セルフケア、スキンヘルス&美容、エッセンシャルヘルスが主力事業。スキンヘルス&美容では、ボディーローションやハンドクリームなどの「ニュートロジーナ」、シャンプーやコンディショナーの「OGX」、保湿液の「アビーノ」といったブランドも展開する。

【図表7】ケンビュー[KVUE]:業績推移(単位:百万ドル)
出所:LSEGよりDZHフィナンシャルリサーチ作成
※期末は12月
【図表8】ケンビュー[KVUE]:週足チャート(移動平均線 緑色:13週、橙色:26週)
出所:マネックス証券ウェブサイト(2026年6月5日時点)

リビング・トイレの王者、ティッシュ・紙おむつの競合:キンバリー・クラーク[KMB]

「クリネックス」「スコット」のキンバリー・クラーク[KMB]

ケンビューを買収するキンバリー・クラークは衛生紙製品に強みを持ちます。ティッシュペーパーの「クリネックス」は1924年に使い捨ての化粧落としとして発売し、その後にハンカチの代わりとして普及しました。現在では175ヶ国超で愛用されています。トイレットペーパーの「スコット」も同社のブランドです。

キンバリー・クラークは紙おむつの分野でも「ハギーズ」という世界トップクラスのブランドを持ちます。日本ではあまり知られていませんが、おむつのフィット感や漏れにくさを追求する技術力で信頼を勝ち得ています。ただ、この市場でも立ちはだかるのがP&Gです。P&Gの紙おむつブランドは日本でもよく知られる「パンパース」で、世界市場では「ハギーズ」と首位争いを繰り広げているようです。
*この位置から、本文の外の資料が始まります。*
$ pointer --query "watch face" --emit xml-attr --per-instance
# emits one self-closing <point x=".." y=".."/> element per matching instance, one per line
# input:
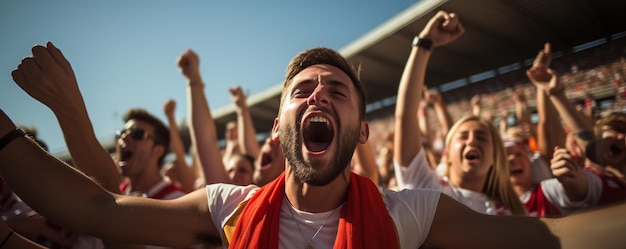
<point x="585" y="135"/>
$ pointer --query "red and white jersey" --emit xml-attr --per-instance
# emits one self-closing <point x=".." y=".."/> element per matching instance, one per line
<point x="537" y="204"/>
<point x="613" y="189"/>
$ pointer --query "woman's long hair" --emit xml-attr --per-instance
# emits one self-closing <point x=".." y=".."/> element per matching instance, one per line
<point x="498" y="185"/>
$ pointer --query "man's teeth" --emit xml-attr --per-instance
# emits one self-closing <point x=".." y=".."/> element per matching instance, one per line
<point x="319" y="119"/>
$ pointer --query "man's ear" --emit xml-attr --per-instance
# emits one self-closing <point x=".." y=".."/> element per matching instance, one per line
<point x="365" y="132"/>
<point x="275" y="136"/>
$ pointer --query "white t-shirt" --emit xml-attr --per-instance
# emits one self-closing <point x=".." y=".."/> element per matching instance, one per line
<point x="411" y="210"/>
<point x="419" y="175"/>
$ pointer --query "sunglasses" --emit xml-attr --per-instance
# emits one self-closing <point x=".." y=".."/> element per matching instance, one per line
<point x="135" y="134"/>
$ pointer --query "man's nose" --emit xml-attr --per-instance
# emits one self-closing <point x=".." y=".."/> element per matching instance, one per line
<point x="318" y="96"/>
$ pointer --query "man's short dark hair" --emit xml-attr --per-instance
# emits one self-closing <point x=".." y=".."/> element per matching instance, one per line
<point x="161" y="132"/>
<point x="321" y="55"/>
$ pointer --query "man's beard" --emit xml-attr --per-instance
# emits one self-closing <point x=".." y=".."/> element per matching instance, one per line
<point x="305" y="173"/>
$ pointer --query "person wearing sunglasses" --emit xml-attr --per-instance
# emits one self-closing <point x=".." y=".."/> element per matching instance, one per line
<point x="140" y="149"/>
<point x="322" y="92"/>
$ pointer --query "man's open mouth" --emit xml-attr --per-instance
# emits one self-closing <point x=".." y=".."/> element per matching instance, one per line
<point x="317" y="133"/>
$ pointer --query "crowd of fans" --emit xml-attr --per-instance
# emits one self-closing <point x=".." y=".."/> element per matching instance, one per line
<point x="499" y="160"/>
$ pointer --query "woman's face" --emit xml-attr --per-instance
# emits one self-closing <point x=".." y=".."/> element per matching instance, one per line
<point x="470" y="152"/>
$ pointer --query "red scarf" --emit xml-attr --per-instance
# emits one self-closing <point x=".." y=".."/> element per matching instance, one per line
<point x="364" y="220"/>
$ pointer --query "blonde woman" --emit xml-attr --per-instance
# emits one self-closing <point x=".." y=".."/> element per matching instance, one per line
<point x="477" y="170"/>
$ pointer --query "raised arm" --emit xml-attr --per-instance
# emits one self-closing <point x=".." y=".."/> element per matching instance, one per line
<point x="185" y="174"/>
<point x="569" y="174"/>
<point x="364" y="154"/>
<point x="73" y="200"/>
<point x="443" y="115"/>
<point x="203" y="131"/>
<point x="49" y="78"/>
<point x="440" y="30"/>
<point x="546" y="80"/>
<point x="246" y="133"/>
<point x="550" y="132"/>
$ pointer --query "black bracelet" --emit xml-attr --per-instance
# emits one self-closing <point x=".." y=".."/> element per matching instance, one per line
<point x="423" y="43"/>
<point x="4" y="141"/>
<point x="4" y="241"/>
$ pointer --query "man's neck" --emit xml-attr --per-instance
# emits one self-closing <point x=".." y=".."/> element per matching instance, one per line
<point x="314" y="199"/>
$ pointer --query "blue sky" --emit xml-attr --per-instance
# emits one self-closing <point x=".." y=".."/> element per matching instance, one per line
<point x="124" y="52"/>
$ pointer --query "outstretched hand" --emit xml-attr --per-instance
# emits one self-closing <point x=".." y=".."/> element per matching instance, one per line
<point x="169" y="107"/>
<point x="563" y="165"/>
<point x="48" y="77"/>
<point x="442" y="28"/>
<point x="541" y="75"/>
<point x="238" y="96"/>
<point x="189" y="64"/>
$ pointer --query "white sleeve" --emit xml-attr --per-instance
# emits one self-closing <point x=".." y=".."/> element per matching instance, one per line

洗濯洗剤では「タイド」「アリエール」などP&G製品が存在感を示す

「衣食住」の「衣」の手入れでは洗濯洗剤、柔軟剤、消臭剤などに分けられ、いずれもP&Gの製品が存在感を示しています。洗濯洗剤の主力ブランドは北米などで強い「タイド」と欧州や日本で展開する「アリエール」です。

ユニリーバは欧州に強いブランドでP&Gと競合しますが、新興国に照準を合わせた「オーモ」を展開するなど世界市場ではP&Gと直接張り合わないように棲み分けを図っているようです。柔軟剤はP&Gが「レノア」、ユニリーバが「コンフォート」です。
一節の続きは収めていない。